Kami sempat dipingpong sana-sini sampai akhirnya "diselundupkan" ke dalam kapal rombongan karyawan Astra. Bok yaaa.. Kapalnya kecil. Saya langsung membatin dalam hati, ini kapal bisa tahan hujan badai, nggak?
Kecurigaan saya terbukti. Jreng jreeeng.. Perjalanan kami dengan kapal bertarif Rp 30 ribu per orang itu sungguh menguji mental. Ombaknya lagi kencang. Ditambah hujan angin, dan jumlah penumpang yang overcapacity, kapal pun sukses terombang-ambing selama di laut.

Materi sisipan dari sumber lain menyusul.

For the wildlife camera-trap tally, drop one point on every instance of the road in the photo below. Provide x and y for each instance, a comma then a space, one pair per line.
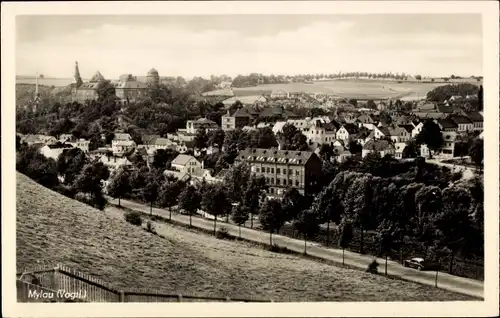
445, 281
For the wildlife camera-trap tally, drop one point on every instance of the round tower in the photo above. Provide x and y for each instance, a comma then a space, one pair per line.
153, 79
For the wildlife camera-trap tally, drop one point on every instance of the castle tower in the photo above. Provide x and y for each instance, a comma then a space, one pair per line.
78, 78
153, 79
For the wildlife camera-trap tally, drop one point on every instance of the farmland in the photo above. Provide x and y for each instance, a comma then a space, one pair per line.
54, 229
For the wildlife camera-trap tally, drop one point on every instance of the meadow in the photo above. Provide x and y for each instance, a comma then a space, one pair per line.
53, 229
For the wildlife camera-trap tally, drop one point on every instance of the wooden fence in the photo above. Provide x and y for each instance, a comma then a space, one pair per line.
63, 284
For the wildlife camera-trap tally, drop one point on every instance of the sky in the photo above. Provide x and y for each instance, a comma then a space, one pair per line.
201, 45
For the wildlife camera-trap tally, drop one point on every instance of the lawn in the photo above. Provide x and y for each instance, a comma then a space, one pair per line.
56, 229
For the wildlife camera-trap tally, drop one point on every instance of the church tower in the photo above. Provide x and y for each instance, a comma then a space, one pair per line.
78, 78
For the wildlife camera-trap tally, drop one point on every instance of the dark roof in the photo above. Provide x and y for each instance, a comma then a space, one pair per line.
351, 128
475, 116
276, 111
447, 123
460, 119
275, 155
377, 145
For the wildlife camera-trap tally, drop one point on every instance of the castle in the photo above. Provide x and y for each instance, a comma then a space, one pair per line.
127, 88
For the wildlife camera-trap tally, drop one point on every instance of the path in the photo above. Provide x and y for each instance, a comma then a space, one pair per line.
445, 281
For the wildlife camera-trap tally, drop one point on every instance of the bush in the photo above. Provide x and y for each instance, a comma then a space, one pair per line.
133, 218
223, 233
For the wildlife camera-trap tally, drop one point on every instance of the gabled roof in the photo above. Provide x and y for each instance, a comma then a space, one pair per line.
475, 116
351, 128
97, 77
460, 119
447, 123
377, 145
182, 159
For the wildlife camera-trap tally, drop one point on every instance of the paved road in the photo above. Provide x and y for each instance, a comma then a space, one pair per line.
445, 281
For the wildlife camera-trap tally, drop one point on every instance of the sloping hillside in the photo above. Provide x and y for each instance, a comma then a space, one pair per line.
55, 229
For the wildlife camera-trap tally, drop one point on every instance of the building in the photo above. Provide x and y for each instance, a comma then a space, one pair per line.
383, 147
128, 89
192, 126
464, 123
283, 169
446, 124
122, 144
477, 120
81, 92
238, 119
245, 100
347, 133
187, 164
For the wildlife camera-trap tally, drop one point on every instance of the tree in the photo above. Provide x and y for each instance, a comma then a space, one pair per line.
386, 233
307, 223
169, 194
271, 217
119, 184
293, 203
216, 138
254, 193
239, 215
89, 181
476, 152
200, 139
215, 202
70, 163
163, 158
346, 236
190, 201
149, 192
431, 136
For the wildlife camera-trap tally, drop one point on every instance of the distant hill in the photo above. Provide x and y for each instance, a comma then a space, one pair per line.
53, 229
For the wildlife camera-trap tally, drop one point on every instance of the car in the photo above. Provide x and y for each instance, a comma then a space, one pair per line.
420, 264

Saya sih cuma bisa merapal ayat kursi sambil berdoa kapal dan seisinya sampai dengan selamat di Muara Angke.. Huhuhu.. Herannya, Ika, Novi, dan Iboy, bisa dong ya, tidur di tengah kondisi begitu -__-
Hujan, hujan :) |
Novi tidur di tepi kapal :D |
Capeeeeeeek banget. Tapi hati rasanya senang nggak karuan. Hehehe.. Mau lagi deh, kapan-kapan!
Ya iyalah mereka tidur nyenyak; khan sudah ada kamu yang berdoa biar selamat. ;)
ReplyDeleteKayak doaku ampuh aja Pak.. wahahahaha :D
DeleteKalau kamu punya waktu, Pari itu worthed banget untuk disinggahi. Kalau Tidung siap nyambut turis dengan berbagai macam fasilitas, Pari ga segitunya.
ReplyDeleteWaktu ke Pari kami ga pake tur, jadi begitu datang, nego aja sama orang sana, pinjam rumah untuk tidur. Lebih menyenangkan lagi, dia mau siapkan makan selama 2 hari.
Di luar urusan snorkling, Pari punya pantai yang landai banget, jalan sejauh apapun cuma sepinggang. di situ bisa main volley, sekadar minum kelapa, atau kalau mau bisa pinjam perahu kecil, terus peperahuan deh. Ke ujung kiri pantai, bisa tengok matahari tenggelam. Atau kalau mau jalan sedikit jauh ke kiri bisa nonton matahari terbit.